Sobre todo, intenta evitar una reducción de funcionarios. Ni España ni Francia ni Italia necesitan rescate… pero el Gobierno ZP reclama 6.000 millones a corto. Merkel y Sarkozy se reúnen el martes sin cambios de estrategia: "tranquilizar a los mercados". Lo mejor: la prima de riesgo española no se dispara porque ahora todos estamos en el mismo barco

El mundo arde pero los políticos españoles a lo suyo: las próximas elecciones generales del 20-N, en una larguísima campaña electoral.

Por eso, el candidato socialista Alfredo Pérez Rubalcaba, no quiere que Zapatero promulgue nuevas reformas –es decir, recortes- impopulares que le resten votos. De otra forma, no podrá lanzar su principal mensaje electoral: si la derecha llega al poder habrá recortes sociales. Lo cual es cierto: habrá recortes sociales llegue Mariano Rajoy a La Moncloa… o se mantengan los socialistas.

Especialmente, Rubalcaba se niega a la gran reforma –el gran recorte- que consiste en reducir el tamaño del Estado, vulgo, reducir el número de funcionarios y de organismo y entes públicos. Eso no vende en campaña.

La presión de Rubalcaba llega en víspera del Consejo de Ministros extraordinarios del próximo viernes 19, en el que el Gobierno ZP aprobará nuevas medidas económicas… que se venderán bajo el eslogan "No tocamos los derechos sociales", sea lo que sea lo que cada cual entienda por los redichos derechos sociales.

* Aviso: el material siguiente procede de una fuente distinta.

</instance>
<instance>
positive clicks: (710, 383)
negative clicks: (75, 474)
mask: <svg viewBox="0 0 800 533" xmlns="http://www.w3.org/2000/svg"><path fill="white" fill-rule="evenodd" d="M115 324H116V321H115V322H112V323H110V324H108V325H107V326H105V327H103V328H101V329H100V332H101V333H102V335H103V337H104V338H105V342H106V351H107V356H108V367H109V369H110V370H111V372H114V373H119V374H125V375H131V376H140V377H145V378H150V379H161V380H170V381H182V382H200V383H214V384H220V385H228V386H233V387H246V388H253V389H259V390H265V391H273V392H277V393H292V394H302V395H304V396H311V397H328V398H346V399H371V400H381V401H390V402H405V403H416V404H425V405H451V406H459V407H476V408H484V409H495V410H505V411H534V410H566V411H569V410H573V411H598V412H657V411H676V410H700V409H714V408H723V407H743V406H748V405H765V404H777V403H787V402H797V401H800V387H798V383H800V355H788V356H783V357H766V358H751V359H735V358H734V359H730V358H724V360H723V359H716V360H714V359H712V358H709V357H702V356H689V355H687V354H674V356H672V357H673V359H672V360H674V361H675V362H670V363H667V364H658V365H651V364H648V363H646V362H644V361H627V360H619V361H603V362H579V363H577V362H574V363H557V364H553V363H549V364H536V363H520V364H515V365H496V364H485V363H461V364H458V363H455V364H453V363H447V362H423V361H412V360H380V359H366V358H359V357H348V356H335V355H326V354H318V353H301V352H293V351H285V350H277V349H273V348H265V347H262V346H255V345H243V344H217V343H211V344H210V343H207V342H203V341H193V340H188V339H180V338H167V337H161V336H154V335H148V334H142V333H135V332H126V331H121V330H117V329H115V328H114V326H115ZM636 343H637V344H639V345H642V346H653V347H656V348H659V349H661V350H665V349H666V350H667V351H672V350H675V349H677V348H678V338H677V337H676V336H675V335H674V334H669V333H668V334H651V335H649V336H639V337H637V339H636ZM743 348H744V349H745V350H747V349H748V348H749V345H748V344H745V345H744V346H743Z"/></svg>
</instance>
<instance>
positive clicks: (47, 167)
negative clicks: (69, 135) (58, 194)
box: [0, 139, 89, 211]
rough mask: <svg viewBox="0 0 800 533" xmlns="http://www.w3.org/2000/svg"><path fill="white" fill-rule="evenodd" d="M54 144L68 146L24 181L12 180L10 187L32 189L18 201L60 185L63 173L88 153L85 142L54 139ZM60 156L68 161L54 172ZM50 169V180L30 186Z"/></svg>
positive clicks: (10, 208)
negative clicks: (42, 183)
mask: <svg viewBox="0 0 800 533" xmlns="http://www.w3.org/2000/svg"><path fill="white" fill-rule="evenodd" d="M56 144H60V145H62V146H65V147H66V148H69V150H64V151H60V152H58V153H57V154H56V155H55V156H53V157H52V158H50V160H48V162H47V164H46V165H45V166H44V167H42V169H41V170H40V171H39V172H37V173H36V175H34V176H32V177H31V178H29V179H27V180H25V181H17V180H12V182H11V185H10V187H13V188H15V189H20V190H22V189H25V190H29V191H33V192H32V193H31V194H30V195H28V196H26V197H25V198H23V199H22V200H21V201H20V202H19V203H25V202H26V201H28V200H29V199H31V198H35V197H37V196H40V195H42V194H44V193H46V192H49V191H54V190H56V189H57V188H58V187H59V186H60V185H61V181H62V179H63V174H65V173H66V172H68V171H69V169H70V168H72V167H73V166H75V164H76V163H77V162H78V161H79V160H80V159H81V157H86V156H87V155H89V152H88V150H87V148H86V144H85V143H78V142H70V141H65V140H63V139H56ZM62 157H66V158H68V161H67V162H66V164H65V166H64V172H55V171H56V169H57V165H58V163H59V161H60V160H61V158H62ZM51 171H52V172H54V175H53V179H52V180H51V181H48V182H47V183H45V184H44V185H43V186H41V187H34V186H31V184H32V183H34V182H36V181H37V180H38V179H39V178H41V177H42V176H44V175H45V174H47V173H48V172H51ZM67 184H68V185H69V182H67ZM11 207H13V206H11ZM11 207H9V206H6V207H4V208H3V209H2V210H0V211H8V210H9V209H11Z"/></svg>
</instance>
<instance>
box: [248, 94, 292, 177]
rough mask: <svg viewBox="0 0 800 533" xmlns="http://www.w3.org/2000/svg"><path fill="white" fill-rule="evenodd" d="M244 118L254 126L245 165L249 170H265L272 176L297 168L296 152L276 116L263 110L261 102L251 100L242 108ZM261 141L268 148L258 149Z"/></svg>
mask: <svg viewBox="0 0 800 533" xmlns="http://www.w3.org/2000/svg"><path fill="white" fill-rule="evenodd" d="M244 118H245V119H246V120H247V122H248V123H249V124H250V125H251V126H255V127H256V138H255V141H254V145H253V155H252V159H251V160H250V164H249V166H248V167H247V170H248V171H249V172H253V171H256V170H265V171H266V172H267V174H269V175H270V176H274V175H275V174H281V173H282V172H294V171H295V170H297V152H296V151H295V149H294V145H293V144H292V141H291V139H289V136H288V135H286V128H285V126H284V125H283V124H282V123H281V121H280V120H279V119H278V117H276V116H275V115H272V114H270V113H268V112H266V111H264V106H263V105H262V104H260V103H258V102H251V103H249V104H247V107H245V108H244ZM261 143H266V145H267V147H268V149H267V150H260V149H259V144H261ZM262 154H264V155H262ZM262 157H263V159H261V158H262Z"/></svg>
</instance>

En el entretanto, la semana viene marcada por la reunión del martes 16 entre el presidente francés, Nicolás Sarkozy y la canciller alemana Angela Merkel. La verdad es que ni uno ni otro están dispuestos a cambiar la estrategia general que ha conducido al desastre a Eurolandia, consistente en "tranquilizar a los mercados financieros" en lugar de enfrentarse a ellos y no darles más munición, esto es, no emitir más deuda.

De hecho, el comisario europeo de Asuntos Económicos, Olli Rehn, insiste en que ni Francia, ni Italia, ni España necesitan rescate. En resumen, que el tsunami ha crecido de tal forma que no hay capacidad para nuevos rescates. Vamos, que toda la zona Euro se salva o toda la zona euro se condena. De hecho, por eso la prima de riesgo española no se dispara de nuevo –aunque sigue siendo fortísima-: ahora los especuladores saben que Europa ya no está dispuesta a poner un euro más en rescates a ningún precio. Sencillamente porque no puede. Según se mire, es la parte positiva del asunto.

Ejemplo: el Tesoro público español se prepara para pedirle mañana a los inversores en deuda más de 6.000 millones de euros, en letras, es decir, a corto plazo, mientras el Gobierno sabe que está emitiendo deuda, no para prestaciones públicas o para inversiones públicas, sino para pagar deuda anterior e inflar más la burbuja.